Сохнувшая у огня одежда курилась парком. От оленьей куртки и меховых сапогов Браны исходил крепкий, удушливо-терпкий запах мокрой шкуры.
– Я люблю на струге по морю ходить, – проговорила она, встряхивая куртку и переворачивая её другой стороной к пламени. – Там такой простор, такие волны! Галькой малой себя чувствуешь на воле этой бескрайней... Садишься в струг – и не знаешь: может, эта охота станет для тебя последней. Берёт Белая Мать свою дань с нас за то, что кита бьём.
– А кто это – Белая Мать? – полюбопытствовала Ильга, ощущая кожей мурашки при мысли о далёком, неприветливом Северном море, большую часть года покрытом льдами.
– Хозяйка моря, – ответила Брана, садясь на корточки и протягивая к огню руки. – Я видела её однажды. Она на кита похожа, только огромная, в дюжину раз больше тех китов, которых мы промышляем. И белая, как ледяная гора. А глаза у неё всеми цветами радуги переливаются. Когда она появляется – жди беды: непременно кто-нибудь из наших кончит свою жизнь на дне морском. Утянет Белая Мать в пучину – даже проход не спасёт.

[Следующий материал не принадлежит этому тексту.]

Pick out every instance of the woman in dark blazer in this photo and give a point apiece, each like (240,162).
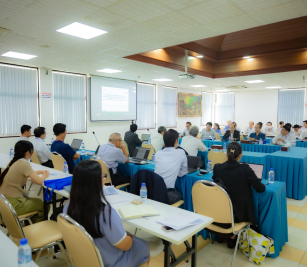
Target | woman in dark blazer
(238,180)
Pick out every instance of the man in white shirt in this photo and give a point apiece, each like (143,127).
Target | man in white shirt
(41,149)
(269,128)
(208,132)
(285,138)
(250,128)
(185,132)
(157,140)
(25,133)
(171,163)
(191,144)
(112,153)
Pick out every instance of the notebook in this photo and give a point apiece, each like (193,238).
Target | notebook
(137,211)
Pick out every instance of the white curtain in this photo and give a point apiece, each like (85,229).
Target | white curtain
(69,104)
(291,105)
(18,99)
(169,106)
(206,108)
(145,102)
(224,107)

– Так может, лучше не трогать китов? – высказала Ильга нерешительную мысль. – И охотницы гибнуть не будут. Стоит ли оно таких жертв?
– Нам без кита нельзя, – качнула Брана светловолосой головой, подсохшие прядки на которой уже распушились. – Кит для нас – жизнь. В южные земли мы не полезем, там своих охотниц хватает, им тоже что-то есть надо. Что даёт нам наш родной Север, тем и живём, а чужую добычу отнимать – не в наших правилах. А ежели нам что-то сверх того нужно, мы за это и заплатить можем – тем, чем богаты.
Мало что вызревало в скупых на тепло северных краях. Свой хлеб и кое-какие неприхотливые овощи росли только на Ближнем Севере, а на Среднем и Дальнем – только мох мовша да ягоды, вот и выменивали северянки на свои товары то, чего им недоставало: злаки, орехи, мёд, плоды садов и огородов. Растительной пищи, впрочем, потребляли они немного, за века приспособившись жить на рыбе, мясе и животном жире. А если говорить о богатствах, то более всего Север славился своими самоцветами, серебром да золотом жёлтым и белым (платиной – прим. авт.). На Севере были сосредоточены основные залежи земных сокровищ – во много крат больше, чем во всей остальной части Белых гор. Добывали там твердень – камень, месторождения которого в средних землях и на юге встречались редко. В иных странах звался тот камень алмазом и ценился очень высоко. Только жаркая страна Бхарат могла, пожалуй, соперничать с белогорским Севером по запасам этого ослепительно яркого и прекрасного камня.
Однако что творилось с Ильгой? Её то в озноб кидало, и она начала трястись, покрываясь гусиной кожей, то вдруг задыхалась от неведомого жара, будто внутри у неё горел кузнечный горн. Поскорее бы одежда высохла, чтоб северянка могла наконец прикрыть ею своё туго налитое, гибкое, пышущее силой тело... Рыжая кошка прежде не замечала за собой влечения к представительницам одного с нею рода дочерей Лалады; с юных лет Ильга полагала, что придёт время, и она найдёт девушку – белогорскую деву или невесту из Светлореченского княжества, а на кошек и не заглядывалась.
– Чего это ты? – окутывая её лиловатой синевой пристального взгляда, спросила северянка. – Тебя будто лихорадка трясёт. Озябла, что ль? Одёжа-то ещё не высохла... Давай, я тебя согрею, коли хочешь. Прижмись ко мне, я горячая.